An Improved Flexibility Metric Based on Kernel Density Estimators Applied on the Greek Power System

  • Konstantinos F. KrommydasEmail author
  • Akylas C. Stratigakos
  • Christos Dikaiakos
  • George P. Papaioannou
  • Elias Zafiropoulos
  • Lambros Ekonomou
Open Access
Conference paper
Part of the Lecture Notes in Electrical Engineering book series (LNEE, volume 610)


The large-scale integration of variable renewable energy (VRE) in power systems, such as wind and solar, increases the flexibility needed to maintain the load-generation balance. In order for the power operators to plan for secure and reliable operation, they must examine whether there exists sufficient power system flexibility to meet ramps caused by the increased VRE integration and the system demand. In this context, the paper aims to propose an improved flexibility metric to accurately evaluate the flexibility level of a power system in the planning stage. The proposed metric is based on kernel density estimators and expresses the probability of the flexibility residual (the difference between the available flexibility and the expected net load ramps) being less than zero. The Greek power system is used as case study in order to evaluate the proposed index. In particular, the unit commitment optimization problem with flexibility constraints for ten different scenarios based on the ENTSO-E methodology for the time period 2020–2024 is solved and then the proposed metric is calculated. Finally, this index is compared to the well known insufficient ramping resource expectation (IRRE) metric to further evaluate it.


Flexibility metrics Unit commitment problem Kernel function 

1 Introduction

The increasing penetration of variable renewable energy (VRE) presents significant technical challenges for balancing the power system supply and demand. More specifically, as the integration of VRE increases, the net load, which is the difference between electrical load and renewable power becomes more variable with steeper ramps, shorter peaks, and lower turn-downs than the load itself [1]. Therefore, system flexibility or the ability of a system to meet changes in demand and VRE production plays a crucial role [2].

Until now, traditional capacity adequacy studies focused on the amount capacity available, the forced outage rate of each resource and the system demand. In these studies, metrics such as loss of expectation (LOLE) [3, 4], the expected energy not served (EENS) or well-being analysis [5] are standard measures by which a planned portfolio is evaluated and have served the industry well until now. However, as the shares of VRE increases, the planning approach will need to change and should incorporate new metrics and additional factors, such as the availability and ramp rate of the resources, start-up time and minimum stable operation of the conventional generating units, the variability and uncertainty of the net load and reserve provision planning. But assessing flexibility is not yet common practice. Although indirectly involved in the planning of most power systems, such assessments do not yet follow a comprehensive, transferable methodology that might facilitate common practice among operators. It is a highly complex process considering many operation and design aspects [6].

In this frame, different flexibility studies and metrics have been presented in the literature that focus on the long-term planning of power systems. In [7] a methodology is developed to deal with a significant degree of uncertainty about time and location of generating assets expansion and in [8] a method is proposed for evaluating the system flexibility to adapt quickly with limited costs to every change from the initial planning conditions, with a particular regard to the changes in generation.
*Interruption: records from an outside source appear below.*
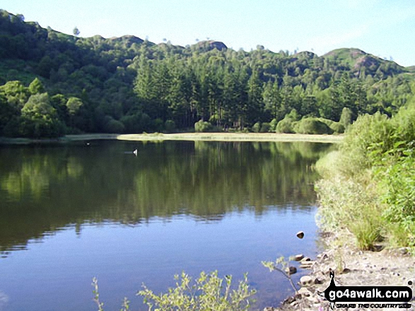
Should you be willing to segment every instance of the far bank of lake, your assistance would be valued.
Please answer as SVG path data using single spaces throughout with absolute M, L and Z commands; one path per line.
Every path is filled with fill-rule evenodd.
M 218 141 L 218 142 L 309 142 L 338 143 L 343 140 L 342 135 L 285 134 L 274 133 L 180 133 L 163 134 L 160 133 L 143 134 L 92 133 L 66 135 L 59 138 L 31 139 L 0 138 L 0 144 L 25 145 L 30 143 L 69 142 L 79 140 L 118 140 L 132 141 Z

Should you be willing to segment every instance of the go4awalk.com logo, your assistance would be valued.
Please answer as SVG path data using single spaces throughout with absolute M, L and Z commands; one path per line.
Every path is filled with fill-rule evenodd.
M 325 298 L 332 309 L 336 307 L 409 308 L 412 290 L 409 286 L 337 286 L 334 273 L 330 272 L 330 285 Z M 412 285 L 411 281 L 408 285 Z

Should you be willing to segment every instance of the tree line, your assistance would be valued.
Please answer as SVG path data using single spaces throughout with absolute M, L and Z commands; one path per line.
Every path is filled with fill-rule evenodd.
M 415 90 L 411 68 L 356 49 L 318 56 L 82 38 L 3 10 L 0 65 L 0 135 L 10 137 L 341 133 L 358 115 L 392 116 Z

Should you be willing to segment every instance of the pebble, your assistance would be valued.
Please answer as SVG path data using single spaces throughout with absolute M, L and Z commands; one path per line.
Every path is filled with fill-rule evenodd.
M 286 268 L 286 272 L 288 274 L 294 274 L 295 273 L 297 273 L 297 268 L 295 267 L 288 267 Z
M 296 236 L 297 236 L 297 238 L 304 238 L 304 232 L 298 231 L 298 232 L 297 232 Z
M 303 254 L 298 254 L 294 256 L 294 260 L 296 262 L 299 262 L 303 258 L 304 258 L 304 255 Z
M 312 293 L 308 289 L 305 288 L 305 287 L 302 287 L 301 288 L 300 288 L 298 290 L 298 293 L 301 294 L 301 295 L 305 296 L 305 297 L 310 297 L 312 294 Z
M 300 283 L 303 286 L 308 286 L 312 284 L 312 279 L 311 276 L 305 275 L 300 279 Z

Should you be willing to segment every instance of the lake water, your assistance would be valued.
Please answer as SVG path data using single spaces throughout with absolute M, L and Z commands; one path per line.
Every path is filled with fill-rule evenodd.
M 293 290 L 261 261 L 316 255 L 313 164 L 330 147 L 0 146 L 0 310 L 96 310 L 93 276 L 105 310 L 119 310 L 125 296 L 146 310 L 135 295 L 143 283 L 158 293 L 182 271 L 214 270 L 235 283 L 247 272 L 256 308 L 277 306 Z

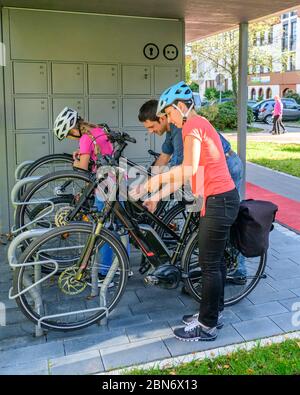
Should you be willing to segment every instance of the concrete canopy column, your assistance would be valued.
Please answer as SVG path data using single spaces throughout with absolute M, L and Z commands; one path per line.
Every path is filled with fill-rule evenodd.
M 238 75 L 238 154 L 244 164 L 241 197 L 245 197 L 247 103 L 248 103 L 248 23 L 239 25 L 239 75 Z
In [9] a flexibility metric is constructed that reflects the largest variation range uncertainty that the system can sustain by using the four-element framework (time, uncertainty, action and cost), while in [10] the insufficient ramping resource expectation (IRRE) metric is proposed to measure power system flexibility for use in long-term planning and is derived from traditional generation adequacy metrics. In [11] the metric of the number of periods of flexibility deficit (PFD) is proposed to characterize the flexibility of a system.

Taking into account the new flexibility metrics and approaches presented in the literature, the conventional adequacy studies of the Greek power system are revisited by taking into account flexibility requirements, resources and metrics. In particular, considering ten different scenarios for the Greek net load for the time period 2020–2024 that are determined based on the ENTSO-E methodology, we solve the unit commitment optimization problem by including both system power balance constraints and ramp capability constraints of the flexible resources. Furthermore, the flexibility metric IRRE is calculated, which expresses the number of up and down ramps for which there would be insufficient ramping resources available. Calculation of the IRRE follows a similar structure to the LOLE, however, it targets on the unavailability of flexibility and not on the shortage of generation capacity.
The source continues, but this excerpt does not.